Plastic is great, until your laptop falls and the plastic shell shatters. That's the weakness of plastic - it's brittle. I have a ten year old macbook with a dinged aluminium chassis. The structure of the shell is still intact despite a few falls.
sure "best" is subjectively true for my criteria: it plays the largest number of games with about zero annoyance / friction. maybe desktop windows plays more games, but it certainly has a bazillion more frictions and annoyances
Thinkpads have good repairability, few people would debate that. They are not perfect and the ifixit "review" itself acknowledges that the wifi antenna is soldered, hence not repairable.
the form factor is a problem. Have you ACTUALLY tried using an ipad as a laptop for more than a few minutes? It is top-heavy and falls over all the time. Even if you solve that problem, you now have multiple devices that you must keep charged and with you at all time.
That form factor exists on the windows side for about a decade now, so yes people do actually use it day to day for their work.
It's easy to forget that many laptops are used 99% plugged to a hub and an external monitor. I have a keyboard and mouse I like a lot, and having a tablet floating on an arm next to my other screen instead of half open clam with a useless keyboard pointing at me is incredibly freeing.
Even on the go, bringing a bluetooth (trackpoint II)keyboard is just better overall IMHO. It's up to people's taste, but tablet form factors are not some unsolved mistery. Commercial success would of course be another discussion.
Tablets will need to become a great deal lighter than they currently are before the awkwardness you describe will dissipate. Maybe after some kind of breakthrough in battery tech that allows for a much lighter and thinner battery?
Until then, I would agree that the old 12" MacBook still has a big leg up over an iPad + keyboard due to its clamshell form factor. It's so much less fussy for any use case where a keyboard matters.

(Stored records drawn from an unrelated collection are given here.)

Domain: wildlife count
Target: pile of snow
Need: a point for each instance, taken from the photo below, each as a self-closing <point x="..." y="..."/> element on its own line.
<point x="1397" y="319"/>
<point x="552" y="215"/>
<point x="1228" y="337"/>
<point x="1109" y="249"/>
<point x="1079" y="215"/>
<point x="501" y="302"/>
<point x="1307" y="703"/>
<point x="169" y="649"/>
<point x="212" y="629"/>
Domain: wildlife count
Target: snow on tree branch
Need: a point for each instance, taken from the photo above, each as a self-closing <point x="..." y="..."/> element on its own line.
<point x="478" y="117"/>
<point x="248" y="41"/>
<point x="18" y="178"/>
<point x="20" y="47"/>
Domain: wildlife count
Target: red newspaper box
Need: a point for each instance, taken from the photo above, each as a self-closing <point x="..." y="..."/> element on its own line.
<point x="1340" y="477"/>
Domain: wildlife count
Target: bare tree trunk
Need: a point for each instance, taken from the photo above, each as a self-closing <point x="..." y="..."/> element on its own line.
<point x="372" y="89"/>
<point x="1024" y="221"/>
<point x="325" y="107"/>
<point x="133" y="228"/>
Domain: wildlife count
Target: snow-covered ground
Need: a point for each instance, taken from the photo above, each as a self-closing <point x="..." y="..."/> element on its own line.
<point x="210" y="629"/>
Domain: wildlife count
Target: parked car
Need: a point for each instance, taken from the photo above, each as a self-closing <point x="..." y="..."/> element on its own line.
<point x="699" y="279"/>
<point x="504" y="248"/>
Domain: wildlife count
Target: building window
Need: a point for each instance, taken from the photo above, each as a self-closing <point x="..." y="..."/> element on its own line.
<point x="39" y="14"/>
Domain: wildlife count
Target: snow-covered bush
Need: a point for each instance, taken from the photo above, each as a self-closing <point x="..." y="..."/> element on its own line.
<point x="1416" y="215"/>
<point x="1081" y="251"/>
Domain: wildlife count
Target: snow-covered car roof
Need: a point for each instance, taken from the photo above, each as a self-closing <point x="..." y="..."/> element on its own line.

I have a kickstand case with a magnetic Bluetooth keyboard and integrated 3rd party pen holder and it works just like a laptop but supports the pen, plus I can leave the keyboard behind and prop it on my treadmill to watch movies, etc. It's actually a lot more convenient than a laptop in a lot of circumstances.
The challenge I've found when looking for instructions for flashing one of my old phones is the assumption of knowledge some rom builders have, or perhaps an assumption about their audience. This seems like it has the potential to bit someone in the ass because if they're relying on other sources like the lineageOS wiki or forum posts elsewhere for example there's no guarantee it'll stay available, complete, or relevant to their variant over time. It's an added burden for what is a gracious volunteer role, but it's a handicap if they want more people using the fruits of their labor.
I can't be bothered to change my phone's default ringtone and yet I've had very little issue installing LineageOS and GrapheneOS on the various phones I've owned over the years.